Gisbert told the council that that city and St. Joe Co. officials are evaluating a connection road linking the Colony Club subdivision to Nautilus Street as part of the overall project. This could mean Colony Club residents would have the option of avoiding driving into the median opening on Back Beach Road that is the only way in and out of the community. Residents would be able to travel straight up to U.S. 79 without ever having to turn onto Back Beach Road. Residents could also travel up to Nautilus Street and turn onto Back Beach Road at the traffic light.
Colony Club audience Phil Chester, who said he initially had reservations about the Loop Road project, said he would be elated if the overall project comes to fruition.
“That would be awesome,” he said Friday.
There could be a secondary major benefit to the new Loop Road. A portion of the new road would be built over the dirt Power Line Road, and paving that road could prod the state to move ahead with an expansion of a longer segment of a road — informally called Back Back Beach Road — that the Florida Department of Transportation supports; it is expected in the future to be an alternative east-west corridor to Back Beach Road.
At the end of the meeting during public comment, Thomas, who lives on Front Beach Road, urged the council to get the ball rolling on the Loop Road project.
He pointed out that a few months ago he came before the council urging them to move ahead on the Loop Road, but that hasn’t happened.
“We have looked at this for years, not primarily the Loop Road, but this is the start of the Back Back Beach Road,” he said. “That is what I think we need to focus on more than anything else, is beginning this process.”

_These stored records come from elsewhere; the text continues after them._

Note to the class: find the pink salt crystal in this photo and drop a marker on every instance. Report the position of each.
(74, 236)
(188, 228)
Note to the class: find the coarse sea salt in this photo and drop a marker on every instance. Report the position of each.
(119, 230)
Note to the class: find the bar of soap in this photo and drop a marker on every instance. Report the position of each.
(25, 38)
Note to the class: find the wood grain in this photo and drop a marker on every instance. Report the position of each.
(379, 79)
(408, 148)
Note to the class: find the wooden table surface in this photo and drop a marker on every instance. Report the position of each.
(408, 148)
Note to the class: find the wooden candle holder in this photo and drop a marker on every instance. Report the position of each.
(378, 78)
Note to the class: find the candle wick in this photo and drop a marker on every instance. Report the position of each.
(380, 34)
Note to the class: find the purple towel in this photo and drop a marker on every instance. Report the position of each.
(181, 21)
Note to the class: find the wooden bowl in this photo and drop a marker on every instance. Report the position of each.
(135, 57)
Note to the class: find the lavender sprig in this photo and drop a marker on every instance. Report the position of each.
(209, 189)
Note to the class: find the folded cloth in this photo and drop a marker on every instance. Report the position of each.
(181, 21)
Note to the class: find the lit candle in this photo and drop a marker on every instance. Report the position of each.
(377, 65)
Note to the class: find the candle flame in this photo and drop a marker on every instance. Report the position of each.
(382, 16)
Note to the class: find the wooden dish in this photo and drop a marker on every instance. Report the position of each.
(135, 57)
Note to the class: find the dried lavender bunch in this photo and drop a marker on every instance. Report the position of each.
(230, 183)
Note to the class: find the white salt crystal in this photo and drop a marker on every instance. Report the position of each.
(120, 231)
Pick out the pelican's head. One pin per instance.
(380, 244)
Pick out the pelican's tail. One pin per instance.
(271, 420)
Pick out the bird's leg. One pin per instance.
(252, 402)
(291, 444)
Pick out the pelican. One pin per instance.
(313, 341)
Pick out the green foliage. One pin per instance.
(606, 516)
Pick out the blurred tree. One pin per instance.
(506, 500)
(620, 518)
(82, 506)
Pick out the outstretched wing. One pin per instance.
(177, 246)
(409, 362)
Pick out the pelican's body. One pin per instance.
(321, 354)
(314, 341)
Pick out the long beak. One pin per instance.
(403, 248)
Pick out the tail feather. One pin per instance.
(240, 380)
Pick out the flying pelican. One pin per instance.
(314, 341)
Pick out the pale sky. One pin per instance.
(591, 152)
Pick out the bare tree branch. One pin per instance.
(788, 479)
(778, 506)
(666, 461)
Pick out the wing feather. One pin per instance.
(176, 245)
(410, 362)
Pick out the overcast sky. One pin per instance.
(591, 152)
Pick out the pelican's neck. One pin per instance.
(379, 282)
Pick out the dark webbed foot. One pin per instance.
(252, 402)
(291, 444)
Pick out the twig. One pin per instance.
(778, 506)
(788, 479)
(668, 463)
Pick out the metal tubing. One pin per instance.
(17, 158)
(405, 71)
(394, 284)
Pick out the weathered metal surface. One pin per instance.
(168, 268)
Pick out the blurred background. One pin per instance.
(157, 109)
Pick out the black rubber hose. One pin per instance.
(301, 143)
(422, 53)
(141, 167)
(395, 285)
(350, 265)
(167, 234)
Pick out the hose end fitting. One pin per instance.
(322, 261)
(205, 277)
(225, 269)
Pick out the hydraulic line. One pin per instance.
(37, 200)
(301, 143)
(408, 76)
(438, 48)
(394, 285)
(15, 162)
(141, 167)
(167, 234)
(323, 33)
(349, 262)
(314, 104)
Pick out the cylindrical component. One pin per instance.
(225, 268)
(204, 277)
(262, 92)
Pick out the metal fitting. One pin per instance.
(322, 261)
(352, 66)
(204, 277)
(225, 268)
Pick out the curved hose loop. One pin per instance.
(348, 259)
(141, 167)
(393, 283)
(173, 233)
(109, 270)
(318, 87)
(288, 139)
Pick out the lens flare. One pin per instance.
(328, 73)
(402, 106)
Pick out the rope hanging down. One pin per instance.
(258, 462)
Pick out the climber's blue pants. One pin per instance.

Thomas said everyone from Department of Transportation to St. Joe officials to city officials recognizes that “sooner or later we have to have some relief to the north of us back there.”
“We’re not going to get it until we get started,” he said. “I would ask you all to authorize the resolution that starts this bid process, that starts this construction as soon as possible. You’ve collected the money from the people there that are supposed to pay for it.”
Gisbert told the council members that since he first brought the proposed Loop Road concept to them in August, staff has meet with DOT two times and five or six meeting with St. Joe Co. officials.
“In every conversation we’ve had with DOT you can definitely tell they are excited about the concept of this because being an alternate road off of Back Beach Road,” Gisbert said.
The city has set aside $1 million in impact fees charged to new development in the Pier Park corridor for the Loop Road, and the remaining $1.6 million would come out of the city’s general fund.
Councilman Keith Curry challenged Gisbert whether the Loop Road was the best way to spend $1.6 million in general fund dollars.
He said he wants the city to get the “most bang for its buck” on road projects.
“I mean, we’ve asked for some (funding for) areas where we have people getting killed and accidents, and we’ve seen nothing from you,” Curry told Gisbert.
Curry said he could see where the $1.6 million expenditure of taxpayer money on the Loop Road is going to benefit Pier Park, where it begins.
“I can see where it’s going to benefit St. Joe,” he said. “I can see where it might benefit a new sports facility that the Tourist Development Council might want to build.”